Vietnamese protest squelched
Malaysian riot police used tear gas and water cannons June 5 to crush a demonstration by Vietnamese refugees. The refugees, who were protesting forced repatriation, also say conditions in the Sungei Besi refugee camp are deteriorating. The Malaysian government said it intends to close the camp by the end of August.

More than 254,000 Vietnamese refugees made their way to Malaysia between 1975 and 1990, with many going on to other countries. They are among more than 1.6 million people who fled South Vietnam after the U.S.-backed Saigon regime fell in 1975.

Rwanda: `No more UN troops'
"We don't need any more military," said Manzi Bakuramutsa, Rwanda's representative at the United Nations. Bakuramutsa said his government could protect its own citizens without UN help.

Rwandan government authorities said that the UN force is costly, useless, and undisciplined. "It's cheaper in the long run to support reconstruction and reconciliation than to sustain refugee camps,"

Bakuramutsa told the New York Times. In a compromise, the UN Security Council voted June 10 to reduce the 5,600 UN troops to 1,800 within four months.

Transplants hard for poor
According to a report in the New York Times, whether a person gets on a list for an organ transplant depends on how rich they are and how well they can manipulate the organ transplant system. "You have to pass the critical wallet biopsy," said Dr. Arthur Caplan, director of the Center for Bioethics at the University of Pennsylvania.
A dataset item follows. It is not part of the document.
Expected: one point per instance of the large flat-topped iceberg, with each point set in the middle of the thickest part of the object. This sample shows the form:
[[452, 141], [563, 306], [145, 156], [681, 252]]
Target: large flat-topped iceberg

Among the factors that could be used to exclude someone from receiving an organ transplant are having a criminal record, being mentally retarded, and having suffered a recent death or loss of someone close to you. In one case the family of a man in Tampa, Florida, who was a Ku Klux Klan sympathizer, instructed that his organs not be given to Blacks. The local organ procurement agency agreed to the condition, arguing that to do otherwise would deprive needy patients.

Abortion ban reinstated
The U.S. House of Representatives National Security Committee May 24 voted to reinstate a near ban on abortions at overseas military facilities.
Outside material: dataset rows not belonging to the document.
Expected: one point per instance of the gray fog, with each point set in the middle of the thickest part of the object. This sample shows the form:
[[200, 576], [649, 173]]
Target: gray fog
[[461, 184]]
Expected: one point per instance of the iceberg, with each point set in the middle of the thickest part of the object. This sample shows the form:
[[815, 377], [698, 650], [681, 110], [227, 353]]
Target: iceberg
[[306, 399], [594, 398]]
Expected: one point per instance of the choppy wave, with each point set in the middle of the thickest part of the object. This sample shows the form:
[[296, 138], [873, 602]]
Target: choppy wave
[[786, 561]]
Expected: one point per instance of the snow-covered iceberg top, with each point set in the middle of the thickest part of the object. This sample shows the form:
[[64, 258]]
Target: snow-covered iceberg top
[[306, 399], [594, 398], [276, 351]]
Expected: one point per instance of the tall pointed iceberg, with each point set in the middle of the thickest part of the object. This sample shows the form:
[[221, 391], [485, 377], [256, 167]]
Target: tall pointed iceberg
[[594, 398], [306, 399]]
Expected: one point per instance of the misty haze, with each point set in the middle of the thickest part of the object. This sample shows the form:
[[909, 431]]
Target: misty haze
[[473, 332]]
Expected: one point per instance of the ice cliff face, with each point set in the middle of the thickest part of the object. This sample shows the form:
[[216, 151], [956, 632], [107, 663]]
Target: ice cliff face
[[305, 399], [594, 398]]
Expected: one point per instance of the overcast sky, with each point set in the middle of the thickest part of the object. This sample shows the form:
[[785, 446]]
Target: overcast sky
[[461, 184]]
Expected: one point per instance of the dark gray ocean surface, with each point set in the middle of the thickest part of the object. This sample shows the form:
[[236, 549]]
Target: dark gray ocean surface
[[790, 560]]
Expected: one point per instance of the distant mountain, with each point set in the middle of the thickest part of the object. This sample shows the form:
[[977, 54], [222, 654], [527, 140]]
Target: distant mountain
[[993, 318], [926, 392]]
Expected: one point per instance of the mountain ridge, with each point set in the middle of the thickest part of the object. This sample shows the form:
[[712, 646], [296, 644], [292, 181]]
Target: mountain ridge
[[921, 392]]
In 1984, a ban on abortion funding was added to the Department of Defense's authorization act. An assistant secretary of defense in the Reagan administration interpreted the funding ban to prohibit nearly all abortions at overseas military facilities. In 1993, President Clinton issued an executive order allowing abortions when not funded by the government. The latest congressional move would reinstate the ban on providing abortions at overseas military facilities even if personnel use their own funds to pay for the procedure.
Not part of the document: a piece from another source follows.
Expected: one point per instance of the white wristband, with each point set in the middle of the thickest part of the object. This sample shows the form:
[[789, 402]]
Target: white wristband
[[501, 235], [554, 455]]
Tear gas use in Waco questioned
The U.S. government's actions in firing hundreds of rounds of a military-style tear gas into the Branch Davidian compound near Waco, Texas, two years ago has come under increased scrutiny. "All of those young children who breathed that gas for hours and didn't have masks would have been in intensive care if they had survived," said Dr. Alan Stone, a Harvard University professor who was chosen by the Justice Department to review its actions at Waco. Another reviewer said he found a Justice Department's report on the Waco episode full of glowing appraisals. "That is appalling to me when children die in a fire and there is a precedent for it," he said, referring to the five children who burned to death in 1985 when city officials dropped a bomb on the MOVE community building in Philadelphia.